Myanmar di Tengah Aksi Mogok Massal untuk Lawan Kudeta Militer
Mogok massal menentang kudet militer, semua bisnis di Myanmar tutup, mulai dari toko lokal hingga perusahaan asing seperti KFC Yum Brands Inc.
Penulis: Srihandriatmo Malau
Editor: Theresia Felisiani
TRIBUNNEWS.COM, YANGON - Semua bisnis ditutup di Myanmar pada Senin (22/2/2021) dalam aksi mogok massal untuk menentang kudeta militer.
Selain toko-toko lokal, perusahaan-perusanaan asing juga mengumumkan penutupan pada Senin (22/2/2021), termasuk KFC Yum Brands Inc. dan layanan pengiriman Food Panda, yang dimiliki oleh Delivery Hero.
Seperti dilansir Reuters, Senin (22/2/2021), perusahaan Asia Tenggara Grab menghentikan layanan pengiriman juga, tetapi membiarkan taksinya berjalan.
Aksi mogok kerja massal ini dilakukan setelah ancaman pihak otoritas militer bahwa konfrontasi dapat kembali merenggut nyawa.
Tiga minggu setelah merebut kekuasaan sipil, junta militer telah gagal menghentikan gelombang protes harian dan gerakan pembangkangan sipil yang menyerukan kudeta militer diakhiri dan pembebasan pemimpin sah yang terpilih Aung San Suu Kyi.
"Semua orang bergabung dengan aksi protes ini," kata San San Maw, 46, di persimpangan Hledan, di kota utama Yangon, yang telah menjadi titik kumpul massa.

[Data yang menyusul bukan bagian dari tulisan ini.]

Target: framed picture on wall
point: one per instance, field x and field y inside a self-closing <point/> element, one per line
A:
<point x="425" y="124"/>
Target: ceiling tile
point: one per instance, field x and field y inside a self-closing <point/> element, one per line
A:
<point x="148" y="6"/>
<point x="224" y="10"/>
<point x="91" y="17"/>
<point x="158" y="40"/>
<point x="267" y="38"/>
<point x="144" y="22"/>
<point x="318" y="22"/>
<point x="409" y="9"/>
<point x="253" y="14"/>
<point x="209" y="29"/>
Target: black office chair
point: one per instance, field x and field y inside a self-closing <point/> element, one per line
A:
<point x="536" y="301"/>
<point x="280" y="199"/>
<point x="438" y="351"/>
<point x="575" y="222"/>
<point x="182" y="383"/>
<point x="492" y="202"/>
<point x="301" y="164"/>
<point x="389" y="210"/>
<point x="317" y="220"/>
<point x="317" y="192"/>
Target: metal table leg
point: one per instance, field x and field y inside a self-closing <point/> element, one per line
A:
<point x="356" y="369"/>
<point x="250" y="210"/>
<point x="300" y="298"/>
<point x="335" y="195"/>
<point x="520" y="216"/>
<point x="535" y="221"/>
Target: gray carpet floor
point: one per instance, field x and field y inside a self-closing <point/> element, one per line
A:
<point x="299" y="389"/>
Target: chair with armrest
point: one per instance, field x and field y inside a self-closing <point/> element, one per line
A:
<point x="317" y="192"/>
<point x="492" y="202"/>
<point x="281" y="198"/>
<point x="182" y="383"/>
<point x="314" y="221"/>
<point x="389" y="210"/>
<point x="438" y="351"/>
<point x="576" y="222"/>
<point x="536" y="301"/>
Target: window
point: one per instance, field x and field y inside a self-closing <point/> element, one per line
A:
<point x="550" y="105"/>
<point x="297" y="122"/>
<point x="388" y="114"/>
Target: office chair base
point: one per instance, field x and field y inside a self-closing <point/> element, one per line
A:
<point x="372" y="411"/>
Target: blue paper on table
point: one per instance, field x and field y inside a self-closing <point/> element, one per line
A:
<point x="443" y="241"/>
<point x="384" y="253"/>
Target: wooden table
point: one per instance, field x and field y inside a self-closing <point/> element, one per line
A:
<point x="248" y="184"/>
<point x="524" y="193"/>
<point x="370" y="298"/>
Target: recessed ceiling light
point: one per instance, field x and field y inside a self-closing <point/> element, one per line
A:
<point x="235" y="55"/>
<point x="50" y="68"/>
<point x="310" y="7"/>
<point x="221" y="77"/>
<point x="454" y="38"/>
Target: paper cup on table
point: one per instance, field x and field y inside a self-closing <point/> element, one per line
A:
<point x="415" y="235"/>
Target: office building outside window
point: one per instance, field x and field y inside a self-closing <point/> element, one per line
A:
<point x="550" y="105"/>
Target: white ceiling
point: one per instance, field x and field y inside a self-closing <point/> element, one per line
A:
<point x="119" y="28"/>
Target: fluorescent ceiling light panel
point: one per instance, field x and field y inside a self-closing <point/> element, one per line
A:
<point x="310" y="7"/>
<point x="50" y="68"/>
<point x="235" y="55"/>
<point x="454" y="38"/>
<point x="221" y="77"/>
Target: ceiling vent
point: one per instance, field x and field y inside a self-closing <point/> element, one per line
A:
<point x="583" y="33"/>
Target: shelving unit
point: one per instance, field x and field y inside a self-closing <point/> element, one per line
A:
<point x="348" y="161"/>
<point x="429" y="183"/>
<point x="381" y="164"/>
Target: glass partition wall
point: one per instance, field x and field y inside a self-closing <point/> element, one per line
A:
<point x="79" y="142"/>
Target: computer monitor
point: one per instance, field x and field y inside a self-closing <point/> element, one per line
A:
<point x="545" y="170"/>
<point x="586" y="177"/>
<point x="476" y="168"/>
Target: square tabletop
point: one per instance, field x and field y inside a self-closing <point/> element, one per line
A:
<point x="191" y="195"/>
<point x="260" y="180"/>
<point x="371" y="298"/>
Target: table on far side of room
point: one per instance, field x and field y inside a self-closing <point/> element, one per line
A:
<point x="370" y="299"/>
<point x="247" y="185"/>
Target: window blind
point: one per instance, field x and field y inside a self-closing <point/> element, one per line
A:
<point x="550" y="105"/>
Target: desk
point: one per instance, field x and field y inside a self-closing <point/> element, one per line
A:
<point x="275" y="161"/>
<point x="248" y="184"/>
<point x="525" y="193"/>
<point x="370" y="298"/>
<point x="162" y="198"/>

"Kita harus keluar," serunya.
Baca juga: Protes Anti-Kudeta Myanmar: 2 Orang Dilaporkan Tewas, Lainnya Cedera
Di negara di mana tanggal dipandang menguntungkan, demonstran mencatat pentingnya tanggal 22.2.2021, membandingkannya dengan demonstrasi pada 8 Agustus 1988, ketika generasi sebelumnya menggelar protes anti-militer yang menyebabkan pertumpahan darah.
Respon pasukan keamanan kali ini kurang mematikan, tetapi setidaknya tiga demonstran telah tewas setelah dua orang ditembak mati di kota kedua di Mandalay pada Sabtu (20/2/2021).
Satu anggota polisi meninggal karena luka-luka dalam protes, kata tentara.
Kasus kematian di Mandalay tidak menyurutkan demonstran pada hari berikutnya.
Puluhan ribu orang turun di sana dan di Yangon.
Media milik pemerintah junta Militer MRTV memperingatkan para demonstran untuk tidak bertindak keras pada hari Senin (22/2/2021).
"Para demonstran sekarang menghasut orang-orang, terutama remaja dan pemuda yang emosional, ke jalur konfrontasi di mana mereka akan menderita hilangnya nyawa," katanya.